First,we calculate the total number of ways to select $3$ girls: ${}^{15}C_3 = \frac{15 \times 14 \times 13}{3 \times 2 \times 1} = 5 \times 7 \times 13 = 455$.
Next,we find the number of ways to select $3$ girls such that they are all seated together. In a circular arrangement of $15$ girls,there are $15$ possible sets of $3$ consecutive girls.
So,the number of ways to select $3$ girls sitting together is $15$.
Therefore,the required number of ways where all three are not seated together is $455 - 15 = 440$.

(D) triangle is formed by selecting any $2$ lines out of the $15$ concurrent lines and the line $L$ acting as the third side.
Since the $15$ lines are concurrent at point $P$,any pair of these lines will intersect at $P$.
When these $2$ lines intersect the line $L$ at two distinct points,a triangle is formed with $L$ as one of its sides.
The number of ways to choose $2$ lines out of $15$ is given by the combination formula ${}^{n}C_{r} = \frac{n!}{r!(n-r)!}$.
Thus,the number of triangles is ${}^{15}C_{2} = \frac{15 \times 14}{2 \times 1} = 105$.
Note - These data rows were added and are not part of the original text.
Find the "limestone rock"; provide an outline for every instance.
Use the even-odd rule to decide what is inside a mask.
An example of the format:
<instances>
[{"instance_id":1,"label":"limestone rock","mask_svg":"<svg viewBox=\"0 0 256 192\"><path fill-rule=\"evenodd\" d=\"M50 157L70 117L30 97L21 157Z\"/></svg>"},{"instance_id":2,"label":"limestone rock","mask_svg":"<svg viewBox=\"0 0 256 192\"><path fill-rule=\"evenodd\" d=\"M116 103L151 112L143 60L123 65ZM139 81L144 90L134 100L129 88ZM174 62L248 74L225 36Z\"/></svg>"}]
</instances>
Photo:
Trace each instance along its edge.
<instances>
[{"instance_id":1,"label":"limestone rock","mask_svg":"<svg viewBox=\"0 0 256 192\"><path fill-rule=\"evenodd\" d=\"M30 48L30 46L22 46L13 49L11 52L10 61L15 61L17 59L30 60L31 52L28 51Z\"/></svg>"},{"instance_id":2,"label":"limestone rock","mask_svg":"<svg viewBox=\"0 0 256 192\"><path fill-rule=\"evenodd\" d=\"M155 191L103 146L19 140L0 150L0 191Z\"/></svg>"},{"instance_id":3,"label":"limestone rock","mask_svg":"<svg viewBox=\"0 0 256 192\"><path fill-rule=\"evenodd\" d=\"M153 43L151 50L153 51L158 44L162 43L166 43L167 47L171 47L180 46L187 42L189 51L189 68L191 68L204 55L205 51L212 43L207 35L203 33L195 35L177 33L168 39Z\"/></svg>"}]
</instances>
(B) Total points = $10$. Points that are collinear = $4$. Points that are non-collinear = $6$.
To form a triangle with at least one vertex from the $4$ collinear points,we consider two cases:
Case $1$: One vertex from the $4$ collinear points and two vertices from the $6$ non-collinear points.
Number of triangles = $^4C_1 \times ^6C_2 = 4 \times 15 = 60$.
Case $2$: Two vertices from the $4$ collinear points and one vertex from the $6$ non-collinear points.
Number of triangles = $^4C_2 \times ^6C_1 = 6 \times 6 = 36$.
Total number of triangles = $60 + 36 = 96$.

(C) The number of diagonals of a regular polygon having $n$ sides is given by $\frac{n(n-3)}{2}$.
$\therefore \frac{n(n-3)}{2} = 35$
$\Rightarrow n(n-3) = 70$
$\Rightarrow n^2 - 3n - 70 = 0$
$\Rightarrow n^2 - 10n + 7n - 70 = 0$
$\Rightarrow n(n - 10) + 7(n - 10) = 0$
$\Rightarrow (n - 10)(n + 7) = 0$
Since the number of sides $n$ must be positive,we have $n = 10$.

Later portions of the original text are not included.